Martine Aubry dénonce une "forme d'amnistie"
Les contribuables concernés doivent régulariser leur situation avant le 31 décembre, a souligné EricWoerth qui a précisé qu'après cette date, le "contrôle fiscal s'appliquera dans toute sa rigueur : enquête détaillée et saisie de la justice au besoin".Martine Aubry a dénoncé lundi une "forme d'amnistie" concernant les 3.000 contribuables français détenant des comptes dans trois banques en Suisse. "Le gouvernement nous dit 'nous avons des noms'. Et bien, qu'on mette en place la procédure, qu'on les poursuive, qu'on les taxe, qu'on leur fasse payer des pénalités et puis qu'on saisisse les tribunaux", a-t-elle ajouté.
"Pourquoi leur donner la possibilité jusqu'à la fin de l'année de régulariser, un peu en douce (leur situation), alors que quand vous ne payez pas votre facture d'électricité (...) que vous êtes un Français classique, vous êtes pénalisé", a dénoncé la patronne du PS. "C'est une forme d'amnistie", a-t-elle déploré, estimant que "les règles doivent s'appliquer pour tous".
L'évasion fiscale estimée à 50 milliards d'euros
L'annonce d'Eric Woerth est tombée seulement deux jours après la signature entre Paris et Berne d'un accord permettant l'échange d'informations dans les cas de fraude fiscale.
"La majorité des noms ont été obtenus par le biais du renseignement fiscal, de manière non anonyme et sans contrepartie financière et d'autres, par des déclarations d'établissements bancaires", a encore précisé le ministre.
"Deux établissements bancaires nous ont fourni spontanément un certain nombre de noms de leurs clients qui ont ouvert des comptes (en Suisse) sans que l'administration fiscale en soit informée", a-t-il expliqué dimanche sur RTL, sans révéler ses sources.

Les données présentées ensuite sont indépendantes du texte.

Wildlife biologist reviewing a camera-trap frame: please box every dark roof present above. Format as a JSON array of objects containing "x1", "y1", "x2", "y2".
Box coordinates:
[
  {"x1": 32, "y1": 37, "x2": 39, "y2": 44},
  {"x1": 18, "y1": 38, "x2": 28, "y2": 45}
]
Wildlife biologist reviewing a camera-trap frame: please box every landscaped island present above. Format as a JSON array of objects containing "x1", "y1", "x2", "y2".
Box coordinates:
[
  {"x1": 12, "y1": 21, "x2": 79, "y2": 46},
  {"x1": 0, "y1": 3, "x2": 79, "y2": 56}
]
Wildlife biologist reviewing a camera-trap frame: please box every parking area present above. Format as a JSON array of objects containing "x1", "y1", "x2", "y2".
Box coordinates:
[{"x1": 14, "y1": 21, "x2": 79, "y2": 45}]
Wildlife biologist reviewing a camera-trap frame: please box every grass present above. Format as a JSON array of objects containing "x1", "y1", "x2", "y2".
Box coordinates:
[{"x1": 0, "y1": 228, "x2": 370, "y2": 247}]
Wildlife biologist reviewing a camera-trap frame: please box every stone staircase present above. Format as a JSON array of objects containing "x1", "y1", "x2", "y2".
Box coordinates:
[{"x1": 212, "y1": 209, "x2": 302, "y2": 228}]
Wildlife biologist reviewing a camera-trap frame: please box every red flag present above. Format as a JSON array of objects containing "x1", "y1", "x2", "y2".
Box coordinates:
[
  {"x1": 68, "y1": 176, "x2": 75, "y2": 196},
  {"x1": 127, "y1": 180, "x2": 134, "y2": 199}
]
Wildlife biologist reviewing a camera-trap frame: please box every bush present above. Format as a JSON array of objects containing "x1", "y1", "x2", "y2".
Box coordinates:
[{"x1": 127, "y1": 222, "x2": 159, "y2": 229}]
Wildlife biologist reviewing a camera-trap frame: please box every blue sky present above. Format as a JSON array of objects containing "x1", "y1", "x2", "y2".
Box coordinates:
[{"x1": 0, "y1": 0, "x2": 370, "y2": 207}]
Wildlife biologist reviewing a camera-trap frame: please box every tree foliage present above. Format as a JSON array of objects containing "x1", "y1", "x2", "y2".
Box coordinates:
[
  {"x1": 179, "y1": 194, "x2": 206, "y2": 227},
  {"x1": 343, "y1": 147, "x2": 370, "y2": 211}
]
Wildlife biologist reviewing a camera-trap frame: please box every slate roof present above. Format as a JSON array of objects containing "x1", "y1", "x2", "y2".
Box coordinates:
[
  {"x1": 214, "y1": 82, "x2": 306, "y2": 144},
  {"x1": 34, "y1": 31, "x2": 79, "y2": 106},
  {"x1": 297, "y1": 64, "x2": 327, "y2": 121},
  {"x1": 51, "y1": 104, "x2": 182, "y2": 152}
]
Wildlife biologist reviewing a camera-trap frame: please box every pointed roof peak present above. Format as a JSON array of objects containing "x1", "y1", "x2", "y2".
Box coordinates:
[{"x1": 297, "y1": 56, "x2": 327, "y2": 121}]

Ces deux banques sont "installées en France", a indiqué l'entourage du ministre, sans mentionner leur nationalité.
Eric Woerth fera un point prochainement avec Didier Migaud (PS) et Gilles Carrez (UMP), respectivement président et rapporteur général de la commission des finances de l'Assemblée nationale, sur ces informations.

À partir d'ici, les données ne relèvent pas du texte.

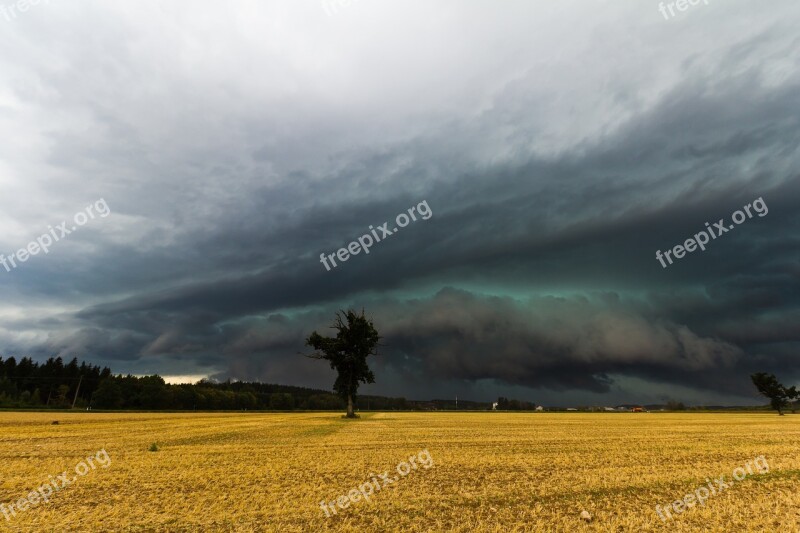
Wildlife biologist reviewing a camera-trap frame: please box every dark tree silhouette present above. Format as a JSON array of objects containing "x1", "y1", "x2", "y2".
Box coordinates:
[
  {"x1": 306, "y1": 309, "x2": 381, "y2": 418},
  {"x1": 750, "y1": 372, "x2": 797, "y2": 416}
]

L'annonce surprise de Bercy est aussi un nouveau message adressé à certains pays qui, comme la Suisse, multiplient les accords pour sortir de la "liste grise" des paradis fiscaux dressée par l'OCDE au lendemain du sommet du G20.
Interrogé sur le montant de l'évasion fiscale en France, M. Woerth dit ne pas la mesurer. "Le chiffre de 50 milliards d'euros circule mais il comprend la fraude à la TVA et aux prélèvements sociaux", selon le ministre qui a demandé à la "Délégation nationale de lutte contre la fraude d'élaborer une méthodologie de chiffrage".
Le SNUI demande des mesures "durables"
Le Syndicat national unifié des impôts (Snui) a estimé dimanche que l'annonce de Bercy était un "coup intéressant" mais qui "appelle des mesures structurelles et durables".
Le Snui juge qu'"il y a urgence à prendre des dispositions de portée générale, en France et au plan international, pour combattre" l'évasion fiscale internationale.
Ces dernières années, "les moyens de frauder se sont développés alors que les moyens alloués au contrôle fiscal stagnaient (l'arsenal juridique n'a pas été renforcé) voire diminuaient", relève le Snui, qui note que l'administration fiscale a perdu 12% de ses effectifs en 7 ans.